Мне не кажется, что люди стоят в очереди на Серова за скрепами, за консерватизмом, за идентичностью или за какими-то открыточными картинками. Люди не знают, что там увидят: более или менее представляют, что бывает такая девочка с персиками, но вот то, что произведет на них оглушительное впечатление, они заранее не представляют. Здесь работает скорее эффект хорошо сделанной выставки, которую можно прочитать по-разному. Там действительно есть некоторый перекос в сторону Романовых, но Серов - настолько едкий и ироничный художник по отношению ко всем власть имущим, наделенным силой и деньгами людям, что в девушку из Абрамцево ты влюбляешься и хочешь себя с ней ассоциировать, а с Романовыми Серов не дает тебе этого сделать.
https://img.znak.com/293492.jpg
Очередь на выставку Серова
В этом можно разглядеть и монархизм, и упоение властью, но я думаю, что для большинства это просто очень сильные, выразительные, яркие люди - как принято говорить, каких сейчас не делают. И завораживает именно это, а не то, что они периодически носили корону. Для Третьяковки это величайший триумф, и, сейчас страшную вещь скажу: хорошо, что туда пришел Путин. Может быть, это поможет решить несколько нерешаемых проблем. В этом огромном здании они живут на птичьих правах: у них открыт один вход, отчасти из-за этого образуется очередь, они не могут себя рекламировать - Третьяковка не может повесить анонс выставки ни на фасад, ни на забор. Если в связи с этим у них появится больше возможностей, от этого будет всем лучше.
«То, что радикальное отпугивает людей, - это нормально»
- Переведу разговор к взаимодействию современного искусства и журналистики. В этом смысле мне понятен пример, как освещали последнюю акцию Петра Павленского различные медиа. Допустим, интернет-СМИ рассказывали о том, кто и что сделал, а также, что этим хотел сказать автор. Другое дело, к примеру, новости «России 24»: есть кто и что, но без упоминания, «что хотел сказать автор». И в этом ключевое отличие двух картинок мира, предлагаемых СМИ.
- То, что это радикальное, провокационное, острое, жестокое во многих отношениях искусство отпугивает людей - это нормально. Художник, занимающийся телесным самоистязанием и поступками на грани уголовного кодекса, не может быть настолько же любимым и популярным, как художник Серов. Он занимается искусством на грани: тем искусством, которое должно людям не нравиться, и оно им не нравится - он добивается своей цели.

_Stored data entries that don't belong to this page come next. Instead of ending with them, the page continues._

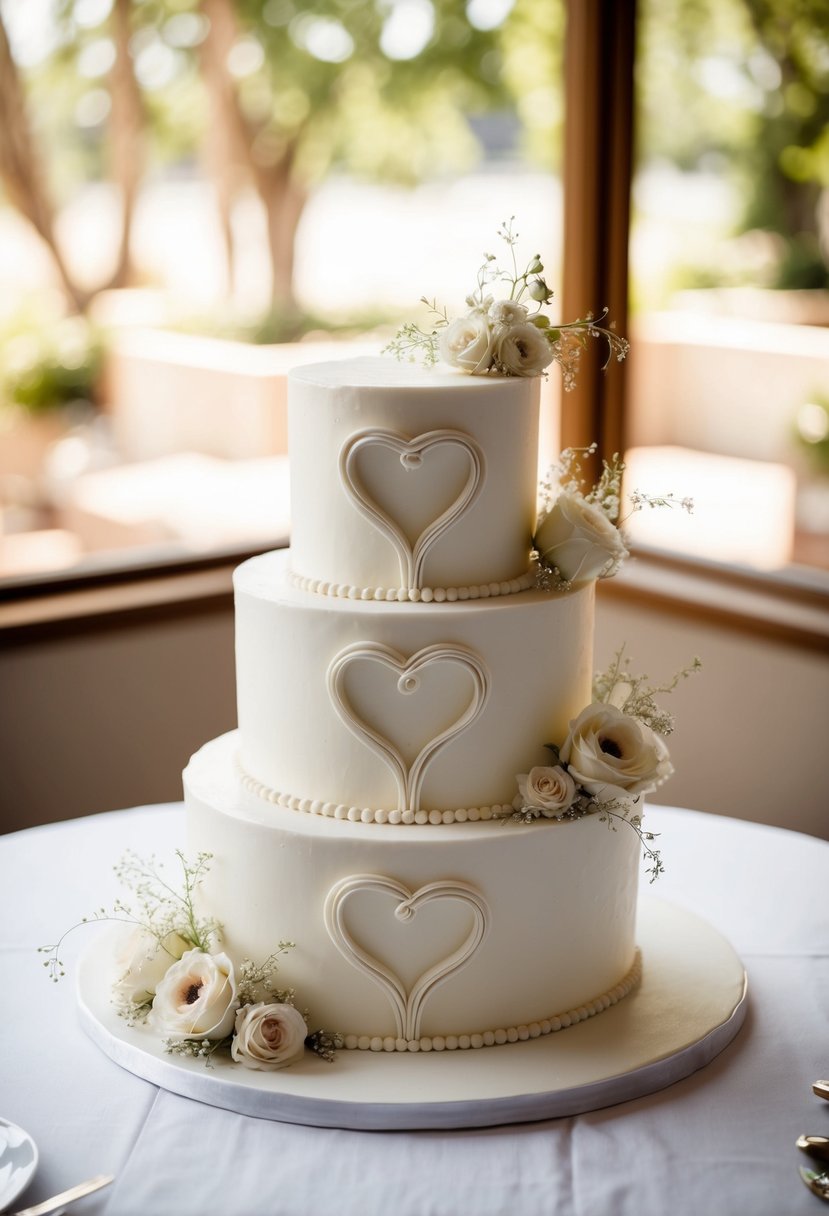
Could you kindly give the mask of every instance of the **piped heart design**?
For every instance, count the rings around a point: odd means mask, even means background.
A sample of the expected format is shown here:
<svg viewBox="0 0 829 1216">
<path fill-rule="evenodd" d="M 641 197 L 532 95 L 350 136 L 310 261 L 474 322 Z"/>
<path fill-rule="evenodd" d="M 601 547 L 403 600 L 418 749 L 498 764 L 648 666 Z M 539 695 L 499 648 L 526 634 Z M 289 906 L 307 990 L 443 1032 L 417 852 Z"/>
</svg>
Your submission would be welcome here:
<svg viewBox="0 0 829 1216">
<path fill-rule="evenodd" d="M 436 448 L 460 448 L 469 457 L 469 473 L 458 496 L 445 511 L 432 520 L 412 542 L 400 523 L 368 493 L 359 474 L 357 461 L 361 452 L 371 447 L 390 448 L 400 457 L 407 472 L 418 469 L 423 457 Z M 340 450 L 340 478 L 343 488 L 357 510 L 394 546 L 400 563 L 400 583 L 407 588 L 423 586 L 423 565 L 432 546 L 466 514 L 481 492 L 486 462 L 479 444 L 462 431 L 427 431 L 415 439 L 407 439 L 395 431 L 368 428 L 351 435 Z"/>
<path fill-rule="evenodd" d="M 470 909 L 472 927 L 457 949 L 428 967 L 407 992 L 400 976 L 363 949 L 348 929 L 345 905 L 354 895 L 365 891 L 379 891 L 392 896 L 397 901 L 394 915 L 399 921 L 412 920 L 424 904 L 458 900 Z M 325 901 L 325 925 L 331 940 L 352 967 L 362 971 L 383 989 L 394 1011 L 397 1037 L 407 1042 L 420 1037 L 423 1007 L 435 988 L 460 971 L 484 940 L 489 929 L 489 915 L 486 900 L 468 883 L 430 882 L 417 891 L 411 891 L 396 878 L 381 874 L 354 874 L 343 878 L 331 888 Z"/>
<path fill-rule="evenodd" d="M 424 669 L 439 663 L 455 664 L 467 672 L 472 681 L 472 695 L 466 709 L 445 730 L 427 740 L 411 765 L 407 765 L 400 749 L 390 739 L 356 713 L 348 698 L 346 675 L 355 664 L 364 662 L 380 663 L 391 670 L 397 676 L 397 691 L 401 696 L 417 691 Z M 427 768 L 452 739 L 474 722 L 489 696 L 489 672 L 483 659 L 465 646 L 426 646 L 407 659 L 399 650 L 382 642 L 355 642 L 346 646 L 332 660 L 327 679 L 329 695 L 342 721 L 394 774 L 397 809 L 401 811 L 420 810 L 420 794 Z"/>
</svg>

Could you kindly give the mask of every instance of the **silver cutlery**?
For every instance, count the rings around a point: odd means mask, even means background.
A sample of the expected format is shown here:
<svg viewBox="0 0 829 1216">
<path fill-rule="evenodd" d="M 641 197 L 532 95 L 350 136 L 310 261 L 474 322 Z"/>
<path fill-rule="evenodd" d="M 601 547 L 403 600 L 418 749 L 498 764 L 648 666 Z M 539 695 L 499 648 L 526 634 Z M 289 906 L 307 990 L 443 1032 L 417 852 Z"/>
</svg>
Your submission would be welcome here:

- Но, если мне говорят «зачем», я начинаю размышлять в этом направлении, если мне не говорят этого - я представляю себе просто городского сумасшедшего или хулигана.
- Это прочтение тоже имеет право на существование. Оно во все времена радикального акционизма имело место. Отличие, скажем, от российских девяностых только одно: когда художник Кулик голым бегал по улице и набрасывался на людей и машины, его никто за это не пытался упечь в тюрьму, а Павленского пытаются. В остальном - то же самое: что тогда люди, не причастные к миру современного искусства, считали его сумасшедшим, что сейчас Павленского считают сумасшедшим. Изменилось лишь отношение к этому государства - то, как его репрессивный аппарат по отношению к этому искусству себя ведет.


Художник Петр Павленский в зале суда
Что касается того, объясняют ли тебе, «о чем это»: любое сильное произведение уже несет в себе свои интерпретации. Когда тебе показывают фотографию Павленского на фоне горящей двери, тебе нужно сообщить лишь то, что это дверь ФСБ, - и все, дальше ты должен додуматься или не додуматься сам. Если тебе навязчиво предлагают объяснения, о чем это и какие заложены смыслы, то удалось ли это произведение?
- Чтобы понять современное искусство, мне необходимо знать контекст. И, если я его не знаю, важно, чтобы мне его дали, иначе - прохожу мимо.
- Да, конечно. Но, понимаете, даже если в программе «Вести» объяснят, что имелось в виду акцией Павленского и какую традицию он продолжает, боюсь, что это будет пропущено зрителями, - все равно большинство будет считать его дураком. И никакие подпорки, никакое объяснение контекста не поможет. По-моему, вопрос не в том, чтобы все это поняли и полюбили, а только в том, чтобы общественное сознание перестало воспринимать это как какое-то действие, которое требует немедленного насильственного ответа: нужно набить им морду, отхлестать кнутом, посадить в тюрьму. И на это медиа могут повлиять. Если бы после акции Pussy Riot полгода по всем каналам людей не уговаривали бы, что это какое-то чудовищное преступление и по отношению к этим девицам допустимы любые методы силового воздействия, то и сейчас этого озверения по поводу Павленского и всего прочего наверняка бы не было.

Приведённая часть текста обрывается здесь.